Le emozioni sono sopravvalutate?

Commuoversi è più facile che pensare, come dimostra l’uso del like nei social network, simbolo del potere sproporzionato che viene oggi attribuito alle emozioni nel determinare il vero e il falso: basta un click e il dibattito è finito, la verità rivelata. E così la società disimpara a pensare collettivamente e perde una dopo l’altra le sue difese immunitarie contro la manipolazione e la credulità.


IN COPERTINA e nel testo: opere di Tyeb Mehta

Questo testo è tratto da “La strategia dell’emozione” di Anne-Cécile Robert. Ringraziamo Eleuthera per la gentile concessione.


di Anne-Cécile Robert

La democrazia è simile alle rane. Se butti una rana in una bacinella piena d’acqua bollente, questa schizza via immediatamente. Ma se la stessa rana la metti in una pentola di acqua fredda appena messa sul fuoco, si lascerà cuocere senza accorgersene. Oggi sono in atto molteplici fenomeni che stanno insidiosamente «cuocendo» le democrazie, forse in modo meno eclatante di un colpo di Stato, con i soldati, i carri armati e le esecuzioni sommarie, ma con la stessa efficacia. E proprio come accade con l’innocente tremolio di un’acqua che si avvia a sobbollire, i danni che provoca non si rivelano se non in una lenta successione che assuefà lo spirito e l’addormenta. La maggior parte dei combustibili che alimentano il fuoco sotto la pentola sono ben noti: restrizione delle libertà civili nel quadro della lotta al terrorismo, dittatura dei mercati, società dello spettacolo, esplosione delle disuguaglianze ecc. Al contrario, ci si è poco soffermati sull’invasione dello spazio sociale da parte delle emozioni e non è stata pienamente compresa la portata del pericolo che questo fenomeno rappresenta per la democrazia.
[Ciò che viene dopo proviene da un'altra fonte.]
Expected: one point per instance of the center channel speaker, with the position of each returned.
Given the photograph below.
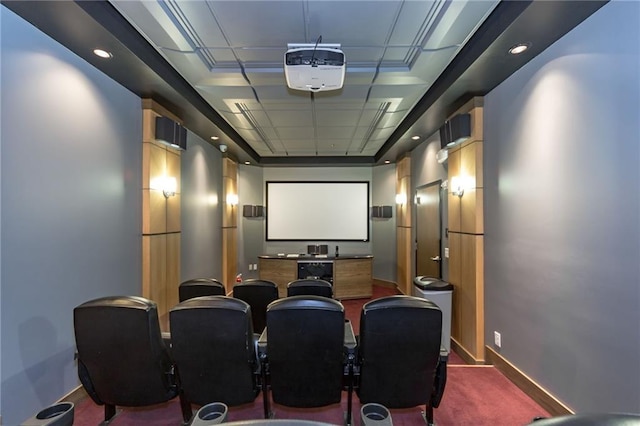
(317, 249)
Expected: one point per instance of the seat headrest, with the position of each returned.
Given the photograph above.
(134, 302)
(306, 302)
(307, 282)
(256, 283)
(399, 301)
(207, 302)
(201, 281)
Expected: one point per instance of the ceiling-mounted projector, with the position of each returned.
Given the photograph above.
(314, 67)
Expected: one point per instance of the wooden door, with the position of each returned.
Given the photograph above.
(428, 231)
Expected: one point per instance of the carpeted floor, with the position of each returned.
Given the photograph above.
(474, 395)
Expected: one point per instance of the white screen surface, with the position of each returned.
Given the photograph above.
(320, 211)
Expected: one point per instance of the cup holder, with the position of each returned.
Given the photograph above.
(56, 415)
(210, 414)
(375, 415)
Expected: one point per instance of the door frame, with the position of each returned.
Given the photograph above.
(437, 182)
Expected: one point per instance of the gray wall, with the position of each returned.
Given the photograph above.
(201, 214)
(71, 208)
(562, 216)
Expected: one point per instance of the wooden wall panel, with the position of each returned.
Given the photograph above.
(154, 273)
(467, 289)
(404, 243)
(466, 243)
(229, 257)
(455, 280)
(160, 215)
(404, 275)
(471, 211)
(229, 223)
(172, 269)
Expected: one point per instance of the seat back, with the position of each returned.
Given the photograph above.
(258, 294)
(200, 287)
(399, 351)
(305, 350)
(213, 346)
(310, 287)
(122, 359)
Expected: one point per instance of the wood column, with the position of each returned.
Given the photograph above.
(404, 278)
(160, 215)
(466, 239)
(229, 223)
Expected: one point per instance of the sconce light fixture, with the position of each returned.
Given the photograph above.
(167, 184)
(232, 199)
(458, 184)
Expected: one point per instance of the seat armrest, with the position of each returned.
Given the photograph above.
(166, 338)
(350, 342)
(262, 344)
(440, 381)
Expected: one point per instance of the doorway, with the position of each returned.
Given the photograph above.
(428, 230)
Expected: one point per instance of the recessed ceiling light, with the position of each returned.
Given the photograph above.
(519, 48)
(102, 53)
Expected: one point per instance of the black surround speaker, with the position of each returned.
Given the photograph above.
(384, 212)
(171, 133)
(455, 130)
(249, 210)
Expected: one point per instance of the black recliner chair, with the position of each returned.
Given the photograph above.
(399, 359)
(213, 345)
(305, 356)
(122, 359)
(258, 294)
(200, 287)
(310, 287)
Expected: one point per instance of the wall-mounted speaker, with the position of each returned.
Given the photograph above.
(455, 130)
(252, 211)
(171, 133)
(384, 212)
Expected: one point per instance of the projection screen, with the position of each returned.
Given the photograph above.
(317, 211)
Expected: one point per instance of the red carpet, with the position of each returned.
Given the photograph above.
(474, 395)
(478, 396)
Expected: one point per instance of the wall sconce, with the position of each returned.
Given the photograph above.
(460, 183)
(456, 186)
(167, 184)
(232, 199)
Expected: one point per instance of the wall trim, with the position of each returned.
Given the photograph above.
(536, 392)
(464, 354)
(76, 396)
(384, 283)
Per «emozione» qui si intende soprattutto la propensione alle lacrime, motivate dalla tristezza o dalla gioia, che permea gli individui e le società, ma anche i molteplici meccanismi che spingono in questa direzione. Dall’invasione delle notizie di cronaca sui giornali, ai discorsi politici trasformati in sermoni, fino alla vera e propria infatuazione per la figura della vittima, il rapporto con la realtà è sempre più governato da sentimenti come il dolore, la rabbia o la commozione, ma anche la compassione o l’empatia. Questi sentimenti, sollecitati e incoraggiati, si installano nel cuore delle relazioni sociali a scapito di altre modalità di conoscenza, come la riflessione o la ragione. Se è pur vero che, come ha detto Hegel, «nulla di grande può essere realizzato senza passione», il fenomeno attuale, al contrario, fa dell’emozione una condizione limitante che non porta all’azione ma alla passività. Tutto contribuisce a far sì che ci si aggrappi a uno stato emotivo che priva l’individuo del dominio di sé, incoraggiandolo a sentire piuttosto che a pensare, inducendolo a subire piuttosto che ad agire, impedendogli così di comportarsi da cittadino.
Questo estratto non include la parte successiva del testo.